A 165-year-old Des Moines lumber company has gained new efficiencies, better customer service, and a tangible reduction in injuries after its employees embraced continuous improvement.
Rick Kyser, operations manager at Gilcrest/Jewett Lumber Company, said company leaders have seen a massive cultural shift since the lumberyard took its first steps toward Lean management at the end of 2016.
“Any company that’s thinking about embarking on a Lean journey, everybody will tell you that it’s really, really hard,” Kyser said. “But it’s kind of like a rocket ship. To get that thing off the ground takes a lot of energy. But once it’s up and orbiting, it hardly takes any energy at all.”
As far as Kyser is concerned, orbit was achieved in early 2017 when Gilcrest/Jewett designed the layout for a new warehouse using continuous improvement techniques – but without telling its employees the background behind the process. “It was tough to do without people understanding all the concepts, but we were able to work through all that, and we came out with a great win,” he said.
Gilcrest/Jewett used cross-functional teams to improve the purchasing experience for customers by eliminating waste and making certain that most-used items were stored in efficient ways. Employees noticed the change, bought into the culture, and quickly began offering significant suggestions.
“It really sparked that creativity in the employees that they were no longer hesitant to let people know their ideas,” Kyser said. “It just snowballed from there.”

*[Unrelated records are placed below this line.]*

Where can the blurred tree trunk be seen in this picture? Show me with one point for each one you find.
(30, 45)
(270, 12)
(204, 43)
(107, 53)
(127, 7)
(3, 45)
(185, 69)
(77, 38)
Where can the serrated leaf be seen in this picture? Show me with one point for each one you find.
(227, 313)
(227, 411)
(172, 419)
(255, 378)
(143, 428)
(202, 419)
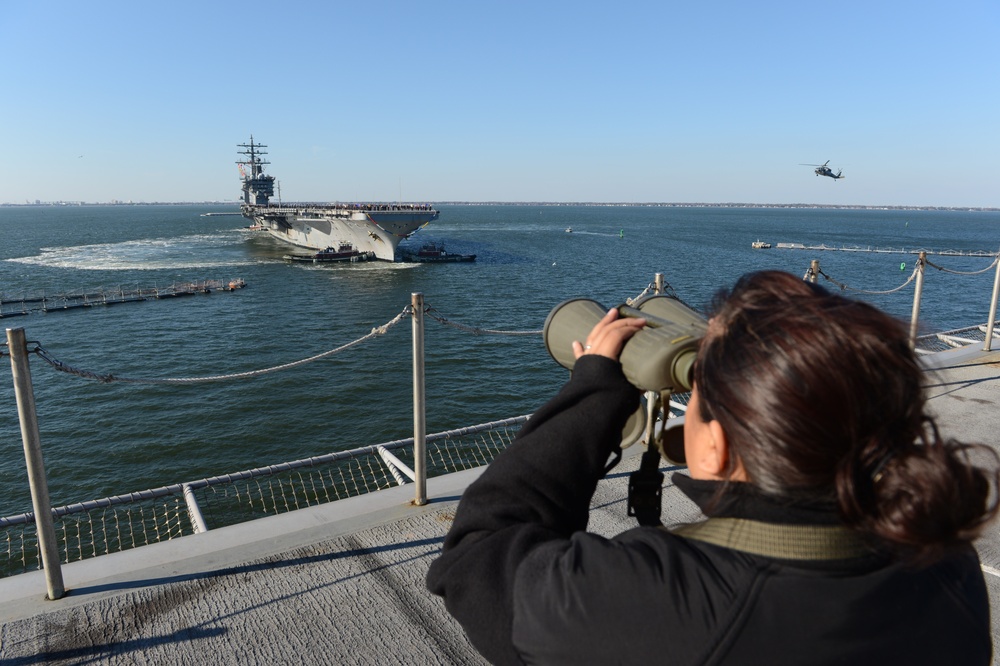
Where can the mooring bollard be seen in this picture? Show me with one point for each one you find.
(40, 502)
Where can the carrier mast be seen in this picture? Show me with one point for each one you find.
(257, 187)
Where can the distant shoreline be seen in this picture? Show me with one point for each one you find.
(618, 204)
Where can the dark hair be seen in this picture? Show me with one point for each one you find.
(821, 399)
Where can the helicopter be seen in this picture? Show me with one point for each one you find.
(824, 170)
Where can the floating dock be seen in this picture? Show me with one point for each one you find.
(16, 306)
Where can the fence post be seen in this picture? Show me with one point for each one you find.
(993, 308)
(47, 546)
(419, 402)
(194, 511)
(918, 293)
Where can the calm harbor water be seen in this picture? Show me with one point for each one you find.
(102, 439)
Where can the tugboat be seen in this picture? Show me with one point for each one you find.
(372, 228)
(435, 253)
(343, 252)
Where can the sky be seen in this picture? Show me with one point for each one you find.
(661, 101)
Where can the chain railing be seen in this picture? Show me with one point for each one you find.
(113, 524)
(99, 527)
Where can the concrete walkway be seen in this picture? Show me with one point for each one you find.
(343, 583)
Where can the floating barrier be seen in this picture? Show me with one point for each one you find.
(12, 307)
(884, 250)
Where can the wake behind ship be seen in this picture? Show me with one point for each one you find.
(369, 229)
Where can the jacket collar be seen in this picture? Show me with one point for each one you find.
(737, 499)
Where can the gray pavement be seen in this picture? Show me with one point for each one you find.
(343, 583)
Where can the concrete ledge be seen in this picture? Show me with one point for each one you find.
(181, 559)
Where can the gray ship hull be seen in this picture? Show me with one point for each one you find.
(372, 228)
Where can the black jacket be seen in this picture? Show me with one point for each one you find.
(530, 585)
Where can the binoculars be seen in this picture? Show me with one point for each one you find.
(658, 359)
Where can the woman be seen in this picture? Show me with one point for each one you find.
(839, 522)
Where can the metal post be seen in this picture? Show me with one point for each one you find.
(993, 308)
(40, 502)
(917, 295)
(419, 402)
(194, 511)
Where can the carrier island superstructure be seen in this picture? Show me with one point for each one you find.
(369, 229)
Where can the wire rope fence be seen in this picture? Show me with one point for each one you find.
(99, 527)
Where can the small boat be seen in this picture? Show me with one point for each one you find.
(343, 252)
(435, 253)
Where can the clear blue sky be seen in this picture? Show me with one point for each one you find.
(504, 101)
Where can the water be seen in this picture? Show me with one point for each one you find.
(105, 439)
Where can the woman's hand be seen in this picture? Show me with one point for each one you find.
(609, 336)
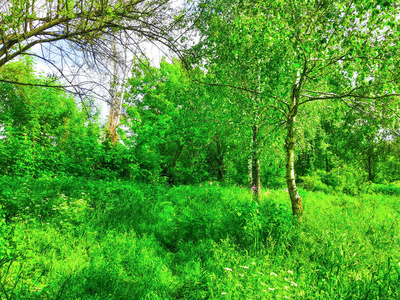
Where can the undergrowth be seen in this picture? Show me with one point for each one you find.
(69, 238)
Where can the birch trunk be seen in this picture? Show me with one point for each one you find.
(297, 207)
(255, 170)
(113, 117)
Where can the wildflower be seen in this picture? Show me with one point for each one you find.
(230, 270)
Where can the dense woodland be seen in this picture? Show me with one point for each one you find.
(258, 160)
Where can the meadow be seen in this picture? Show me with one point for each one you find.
(71, 238)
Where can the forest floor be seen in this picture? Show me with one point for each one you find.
(71, 238)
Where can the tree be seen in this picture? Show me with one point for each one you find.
(80, 33)
(313, 51)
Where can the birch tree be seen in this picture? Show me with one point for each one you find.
(311, 51)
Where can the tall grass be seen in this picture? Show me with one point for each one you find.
(70, 238)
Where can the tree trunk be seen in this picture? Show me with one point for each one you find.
(113, 117)
(255, 170)
(297, 207)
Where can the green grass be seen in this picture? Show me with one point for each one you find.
(70, 238)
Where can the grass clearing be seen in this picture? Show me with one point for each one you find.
(70, 238)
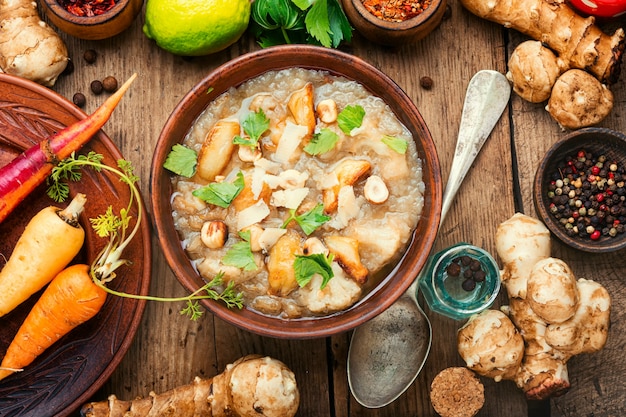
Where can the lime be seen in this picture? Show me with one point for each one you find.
(196, 27)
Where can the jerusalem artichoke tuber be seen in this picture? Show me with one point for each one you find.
(29, 48)
(557, 315)
(252, 386)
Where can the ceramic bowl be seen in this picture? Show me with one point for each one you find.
(103, 26)
(598, 141)
(234, 73)
(389, 33)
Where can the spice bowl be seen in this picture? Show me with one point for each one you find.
(460, 281)
(397, 32)
(102, 24)
(580, 191)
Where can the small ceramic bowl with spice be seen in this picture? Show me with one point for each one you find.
(460, 281)
(394, 23)
(92, 19)
(580, 190)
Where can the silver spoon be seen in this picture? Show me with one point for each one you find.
(388, 352)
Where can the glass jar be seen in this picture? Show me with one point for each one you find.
(443, 284)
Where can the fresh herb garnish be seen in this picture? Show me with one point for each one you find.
(308, 221)
(321, 142)
(116, 227)
(240, 254)
(255, 124)
(351, 117)
(221, 193)
(306, 266)
(181, 161)
(316, 22)
(396, 144)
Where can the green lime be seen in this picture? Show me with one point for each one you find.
(196, 27)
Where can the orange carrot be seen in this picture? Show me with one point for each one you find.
(29, 169)
(71, 299)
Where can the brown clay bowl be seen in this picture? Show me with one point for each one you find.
(103, 26)
(234, 73)
(384, 32)
(599, 141)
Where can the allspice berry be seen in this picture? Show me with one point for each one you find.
(90, 56)
(97, 87)
(79, 99)
(110, 84)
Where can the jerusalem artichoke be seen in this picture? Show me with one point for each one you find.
(252, 386)
(564, 41)
(557, 316)
(29, 48)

The lumber company began formal Lean training for 300 employees at the beginning of 2018. Kyser and some department managers attended the Iowa Lean Consortium’s Annual Conference that fall – and again the next year. Soon, company leaders were fully invested and advocated for Continuous Improvement alongside Kyser at a national lumber conference.
ILC program director Tracy Schuster said Gilcrest/Jewett illustrates the power of turning employees into Lean champions. “It’s all about empowering people to make the work better,” she said.
Kyser, acknowledging a slow-down in the Lean transformation due to COVID-19, nevertheless credits employees for the significant improvements made since 2017. One employee idea, to switch from using metal to woven banding for holding lumber loads together, has eliminated “quite a few” annual workplace injuries and made the job site banding cleanup easier and safer for customers.
“One of the joys I get out of it is just seeing employees go from reluctance to showing initiative,” Kyser said. “People will support what they helped create.”